Dadali: Sejumlah masyarakat Indonesia mungkin mempertanyakan alasan di balik terbitnya izin penggunaan darurat atau emergency use authorization (EUA) terhadap vaksin Sinovac untuk lanjut usia (lansia). Pasalnya, di Indonesia saja uji klinis tahap tiga untuk vaksin Sinovac baru dilakukan untuk masyarakat dengan rentang usia 18-59 tahun.
Lantas, kenapa akhirnya Badan Pengawas Obat dan Makanan (BPOM) memutuskan untuk menerbitkan EUA untuk lansia?
Ternyata EUA yang diterbitkan mempertimbangkan hasil uji klinis vaksin Sinovac tahap kedua di Tiongkok dan tahap ketiga di Brazil. Hasil uji klinis di Tiongkok menunjukkan vaksin Sinovac dapat meningkatkan antibodi yang baik pada lansia. Mereka melakukan uji klinis ini terhadap 400 masyarakat berusia di atas 60 tahun.
Sementara, uji klinis tahap tiga di Brazil dilakukan terhadap 600 warga lansia. Hasilnya menunjukkan bahwa vaksin Sinovac aman dan tidak menimbulkan efek samping serius.

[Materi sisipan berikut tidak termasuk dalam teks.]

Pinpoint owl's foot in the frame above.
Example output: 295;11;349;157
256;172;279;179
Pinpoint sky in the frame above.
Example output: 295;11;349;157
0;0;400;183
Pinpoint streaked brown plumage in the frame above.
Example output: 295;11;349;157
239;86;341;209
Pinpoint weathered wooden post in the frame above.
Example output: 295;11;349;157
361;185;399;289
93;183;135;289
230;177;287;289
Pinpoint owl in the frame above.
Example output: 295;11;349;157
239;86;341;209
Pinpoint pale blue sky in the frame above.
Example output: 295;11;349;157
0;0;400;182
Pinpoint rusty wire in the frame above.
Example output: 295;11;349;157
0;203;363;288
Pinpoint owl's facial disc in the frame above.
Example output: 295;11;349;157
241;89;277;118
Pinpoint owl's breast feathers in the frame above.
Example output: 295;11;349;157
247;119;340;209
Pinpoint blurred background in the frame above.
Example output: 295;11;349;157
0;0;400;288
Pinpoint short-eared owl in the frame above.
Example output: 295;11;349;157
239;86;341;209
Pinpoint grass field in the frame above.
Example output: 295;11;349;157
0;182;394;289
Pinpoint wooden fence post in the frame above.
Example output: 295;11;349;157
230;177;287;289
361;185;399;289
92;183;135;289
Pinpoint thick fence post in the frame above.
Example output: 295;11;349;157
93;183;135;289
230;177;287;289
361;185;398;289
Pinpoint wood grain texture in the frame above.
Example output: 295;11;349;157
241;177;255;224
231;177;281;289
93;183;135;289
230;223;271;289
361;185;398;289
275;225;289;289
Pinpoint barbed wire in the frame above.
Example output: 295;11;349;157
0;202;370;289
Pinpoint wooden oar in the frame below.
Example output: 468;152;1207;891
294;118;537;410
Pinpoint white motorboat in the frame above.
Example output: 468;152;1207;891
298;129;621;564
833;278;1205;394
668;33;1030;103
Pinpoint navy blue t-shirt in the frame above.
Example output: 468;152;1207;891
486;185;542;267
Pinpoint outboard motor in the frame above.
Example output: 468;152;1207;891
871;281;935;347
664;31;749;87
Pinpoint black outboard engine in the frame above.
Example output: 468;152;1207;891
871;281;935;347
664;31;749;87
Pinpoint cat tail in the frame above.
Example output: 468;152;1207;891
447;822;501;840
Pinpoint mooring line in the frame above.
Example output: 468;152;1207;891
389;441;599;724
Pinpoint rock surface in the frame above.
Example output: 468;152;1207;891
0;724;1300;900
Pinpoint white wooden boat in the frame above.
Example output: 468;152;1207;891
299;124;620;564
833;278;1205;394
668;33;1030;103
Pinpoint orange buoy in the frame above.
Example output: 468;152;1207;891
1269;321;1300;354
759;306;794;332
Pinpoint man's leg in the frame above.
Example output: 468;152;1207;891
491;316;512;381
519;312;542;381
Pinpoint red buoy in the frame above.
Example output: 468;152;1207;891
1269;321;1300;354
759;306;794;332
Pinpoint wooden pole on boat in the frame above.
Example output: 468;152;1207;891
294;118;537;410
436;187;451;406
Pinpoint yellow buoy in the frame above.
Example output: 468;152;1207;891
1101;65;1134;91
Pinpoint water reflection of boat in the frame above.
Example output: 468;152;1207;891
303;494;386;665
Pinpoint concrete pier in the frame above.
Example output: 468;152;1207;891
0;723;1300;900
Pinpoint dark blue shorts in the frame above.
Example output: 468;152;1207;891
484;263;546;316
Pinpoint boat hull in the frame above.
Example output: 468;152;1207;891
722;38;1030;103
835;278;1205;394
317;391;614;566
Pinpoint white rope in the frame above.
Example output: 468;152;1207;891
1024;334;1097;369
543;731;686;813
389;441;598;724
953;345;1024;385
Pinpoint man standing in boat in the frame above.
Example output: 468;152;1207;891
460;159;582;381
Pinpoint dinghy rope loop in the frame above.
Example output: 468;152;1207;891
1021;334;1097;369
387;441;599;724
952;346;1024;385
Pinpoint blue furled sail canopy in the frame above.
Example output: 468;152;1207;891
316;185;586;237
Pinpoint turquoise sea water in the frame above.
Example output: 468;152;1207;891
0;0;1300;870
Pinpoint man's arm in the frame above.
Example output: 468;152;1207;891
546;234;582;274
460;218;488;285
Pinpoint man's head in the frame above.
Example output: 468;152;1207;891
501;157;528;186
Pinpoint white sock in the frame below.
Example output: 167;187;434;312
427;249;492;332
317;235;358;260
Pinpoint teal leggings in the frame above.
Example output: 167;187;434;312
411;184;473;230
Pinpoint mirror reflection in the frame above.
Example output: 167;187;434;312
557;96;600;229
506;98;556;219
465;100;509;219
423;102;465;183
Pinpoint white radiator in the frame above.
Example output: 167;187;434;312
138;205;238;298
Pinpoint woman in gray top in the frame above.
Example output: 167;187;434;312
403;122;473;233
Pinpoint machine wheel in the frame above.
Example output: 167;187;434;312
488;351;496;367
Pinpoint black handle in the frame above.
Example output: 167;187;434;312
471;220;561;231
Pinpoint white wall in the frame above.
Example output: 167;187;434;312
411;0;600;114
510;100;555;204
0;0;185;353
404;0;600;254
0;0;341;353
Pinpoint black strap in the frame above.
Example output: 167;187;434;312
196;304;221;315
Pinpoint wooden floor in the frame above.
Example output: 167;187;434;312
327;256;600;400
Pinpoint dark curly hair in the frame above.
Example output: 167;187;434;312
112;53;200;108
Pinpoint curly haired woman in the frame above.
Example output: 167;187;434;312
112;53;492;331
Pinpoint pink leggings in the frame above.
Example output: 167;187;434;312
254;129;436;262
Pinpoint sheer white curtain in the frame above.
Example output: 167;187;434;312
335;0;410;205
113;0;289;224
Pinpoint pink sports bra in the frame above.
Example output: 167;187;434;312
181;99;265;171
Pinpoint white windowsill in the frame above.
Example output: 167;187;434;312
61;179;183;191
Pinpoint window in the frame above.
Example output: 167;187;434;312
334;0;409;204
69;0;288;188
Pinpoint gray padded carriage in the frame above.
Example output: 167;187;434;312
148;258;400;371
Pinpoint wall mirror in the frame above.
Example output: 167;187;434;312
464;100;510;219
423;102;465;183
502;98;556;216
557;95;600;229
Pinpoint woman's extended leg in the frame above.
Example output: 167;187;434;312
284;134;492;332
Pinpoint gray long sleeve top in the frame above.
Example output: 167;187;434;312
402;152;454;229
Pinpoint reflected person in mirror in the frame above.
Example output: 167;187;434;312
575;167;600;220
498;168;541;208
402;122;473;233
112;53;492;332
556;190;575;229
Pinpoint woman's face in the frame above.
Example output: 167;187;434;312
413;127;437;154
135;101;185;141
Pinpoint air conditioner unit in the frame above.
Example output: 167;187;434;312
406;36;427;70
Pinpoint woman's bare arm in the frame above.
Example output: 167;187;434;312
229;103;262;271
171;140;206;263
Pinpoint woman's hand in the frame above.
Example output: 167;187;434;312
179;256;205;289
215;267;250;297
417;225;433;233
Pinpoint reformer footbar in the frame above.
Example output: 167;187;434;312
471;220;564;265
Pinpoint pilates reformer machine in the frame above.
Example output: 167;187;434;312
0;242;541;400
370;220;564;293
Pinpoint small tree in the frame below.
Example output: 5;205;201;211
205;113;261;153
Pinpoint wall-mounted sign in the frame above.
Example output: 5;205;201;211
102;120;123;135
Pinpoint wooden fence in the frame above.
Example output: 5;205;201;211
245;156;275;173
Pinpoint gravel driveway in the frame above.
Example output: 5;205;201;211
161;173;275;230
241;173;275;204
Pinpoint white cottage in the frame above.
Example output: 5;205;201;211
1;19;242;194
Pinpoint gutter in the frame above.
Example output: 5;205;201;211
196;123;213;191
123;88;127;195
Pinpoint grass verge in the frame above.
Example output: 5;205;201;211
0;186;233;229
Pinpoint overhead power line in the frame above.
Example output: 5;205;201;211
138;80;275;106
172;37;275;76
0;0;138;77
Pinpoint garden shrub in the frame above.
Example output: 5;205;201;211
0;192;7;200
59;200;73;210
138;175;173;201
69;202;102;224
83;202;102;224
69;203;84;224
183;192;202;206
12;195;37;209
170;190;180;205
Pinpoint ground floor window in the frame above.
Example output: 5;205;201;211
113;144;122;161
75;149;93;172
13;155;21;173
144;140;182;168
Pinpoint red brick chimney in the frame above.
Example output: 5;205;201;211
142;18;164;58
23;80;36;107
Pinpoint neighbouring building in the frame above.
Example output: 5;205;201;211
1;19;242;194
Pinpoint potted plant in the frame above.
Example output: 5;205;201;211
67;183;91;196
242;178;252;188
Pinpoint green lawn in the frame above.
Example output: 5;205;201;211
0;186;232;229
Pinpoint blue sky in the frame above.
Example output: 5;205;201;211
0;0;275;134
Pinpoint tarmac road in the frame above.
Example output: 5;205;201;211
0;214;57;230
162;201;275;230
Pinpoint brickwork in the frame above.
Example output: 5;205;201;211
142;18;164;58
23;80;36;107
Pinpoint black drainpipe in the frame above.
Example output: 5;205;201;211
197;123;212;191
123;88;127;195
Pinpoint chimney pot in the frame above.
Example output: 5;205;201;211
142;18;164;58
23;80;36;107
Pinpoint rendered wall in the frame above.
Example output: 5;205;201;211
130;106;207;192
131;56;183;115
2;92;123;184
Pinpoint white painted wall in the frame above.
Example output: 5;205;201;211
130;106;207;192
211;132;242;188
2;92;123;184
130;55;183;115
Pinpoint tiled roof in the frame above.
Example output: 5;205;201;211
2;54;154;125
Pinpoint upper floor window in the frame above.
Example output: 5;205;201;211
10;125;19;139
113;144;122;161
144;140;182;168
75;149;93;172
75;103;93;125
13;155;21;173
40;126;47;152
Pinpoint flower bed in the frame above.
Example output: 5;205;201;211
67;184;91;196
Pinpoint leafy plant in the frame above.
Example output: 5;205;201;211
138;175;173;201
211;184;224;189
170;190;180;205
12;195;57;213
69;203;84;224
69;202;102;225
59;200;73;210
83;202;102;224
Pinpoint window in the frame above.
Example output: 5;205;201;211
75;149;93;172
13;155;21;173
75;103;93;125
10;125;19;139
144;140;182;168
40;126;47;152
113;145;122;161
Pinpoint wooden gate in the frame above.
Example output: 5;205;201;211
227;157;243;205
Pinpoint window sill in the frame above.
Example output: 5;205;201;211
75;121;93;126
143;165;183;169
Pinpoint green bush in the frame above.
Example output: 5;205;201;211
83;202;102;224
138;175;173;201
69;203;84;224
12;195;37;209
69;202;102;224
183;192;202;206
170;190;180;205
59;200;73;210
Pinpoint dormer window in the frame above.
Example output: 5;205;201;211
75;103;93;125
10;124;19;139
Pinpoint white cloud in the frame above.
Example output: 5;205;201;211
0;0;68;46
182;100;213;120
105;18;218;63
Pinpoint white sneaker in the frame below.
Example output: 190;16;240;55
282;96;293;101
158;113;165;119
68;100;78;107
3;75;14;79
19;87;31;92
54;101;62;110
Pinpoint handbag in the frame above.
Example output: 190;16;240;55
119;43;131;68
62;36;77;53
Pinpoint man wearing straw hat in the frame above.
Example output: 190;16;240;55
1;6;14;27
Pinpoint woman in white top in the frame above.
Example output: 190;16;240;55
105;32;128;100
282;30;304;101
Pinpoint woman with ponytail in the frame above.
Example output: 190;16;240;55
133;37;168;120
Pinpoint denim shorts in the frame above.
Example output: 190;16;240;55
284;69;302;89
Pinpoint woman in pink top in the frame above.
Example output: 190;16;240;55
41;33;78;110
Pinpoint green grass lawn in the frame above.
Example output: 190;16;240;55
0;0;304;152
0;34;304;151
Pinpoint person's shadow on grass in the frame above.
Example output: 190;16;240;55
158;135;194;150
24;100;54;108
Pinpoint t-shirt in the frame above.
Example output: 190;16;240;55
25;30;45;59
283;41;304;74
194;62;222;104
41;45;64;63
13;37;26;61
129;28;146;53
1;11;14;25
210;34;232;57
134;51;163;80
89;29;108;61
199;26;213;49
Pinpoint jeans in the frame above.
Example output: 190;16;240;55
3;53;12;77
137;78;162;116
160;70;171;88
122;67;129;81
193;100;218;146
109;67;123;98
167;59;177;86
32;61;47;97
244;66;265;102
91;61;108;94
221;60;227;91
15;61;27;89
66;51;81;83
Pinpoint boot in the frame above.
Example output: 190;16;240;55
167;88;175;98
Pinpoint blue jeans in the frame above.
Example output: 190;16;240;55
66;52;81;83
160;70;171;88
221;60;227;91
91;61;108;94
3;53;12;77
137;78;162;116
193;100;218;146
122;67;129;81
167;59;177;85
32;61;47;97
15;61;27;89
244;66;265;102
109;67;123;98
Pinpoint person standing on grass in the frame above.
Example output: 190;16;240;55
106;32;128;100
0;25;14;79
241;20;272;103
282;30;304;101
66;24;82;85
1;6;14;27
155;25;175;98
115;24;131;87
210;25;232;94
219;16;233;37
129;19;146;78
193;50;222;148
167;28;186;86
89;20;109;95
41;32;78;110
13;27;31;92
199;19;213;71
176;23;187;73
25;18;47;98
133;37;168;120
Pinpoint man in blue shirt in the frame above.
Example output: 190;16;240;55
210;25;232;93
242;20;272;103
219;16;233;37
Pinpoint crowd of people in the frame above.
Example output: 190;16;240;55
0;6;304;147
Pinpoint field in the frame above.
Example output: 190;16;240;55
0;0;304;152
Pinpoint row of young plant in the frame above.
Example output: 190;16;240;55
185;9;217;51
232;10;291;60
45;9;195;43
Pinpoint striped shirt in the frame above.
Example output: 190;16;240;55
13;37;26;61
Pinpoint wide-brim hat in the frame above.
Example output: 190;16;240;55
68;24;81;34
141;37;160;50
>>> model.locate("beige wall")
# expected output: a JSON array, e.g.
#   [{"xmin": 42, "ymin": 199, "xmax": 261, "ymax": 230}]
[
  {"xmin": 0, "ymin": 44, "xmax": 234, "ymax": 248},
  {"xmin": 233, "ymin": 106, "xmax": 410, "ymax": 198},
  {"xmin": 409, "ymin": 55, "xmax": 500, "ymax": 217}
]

“Dari hasil studi klinis yang telah dilakukan, efek samping yang umumnya terjadi adalah ringan, seperti mual, demam, bengkak, kemerahan pada kulit, dan sakit kepala sebelah,” kata Kepala BPOM Penny Lukito dalam konferensi pers yang digelar secara virtual pada Minggu, 7 Januari 2021.
Pertimbangan-pertimbangan itulah yang akhirnya menjadi acuan BPOM untuk mengeluarkan izin penggunaan darurat untuk vaksin Sinovac bagi masyarakat lansia di Indonesia. Keputusan ini juga mencuat setelah BPOM menganalisis lebih jauh data-data uji klinis yang dilakukan di negara lain.
Penny juga menjelaskan bahwa masyarakat lansia juga akan menerima dua dosis vaksin. Tetapi, selang waktunya 28 hari, bukan 14 hari.
“Pada 5 Februari 2021, BPOM telah mengeluarkan persetujuan penggunaan otorisasi penggunaan darurat atau EUA vaksin CoronaVac untuk usia di atas 60 tahun. Dengan dua dosis penyuntikan vaksin yang diberikan selang waktu 28 hari,” ucapnya.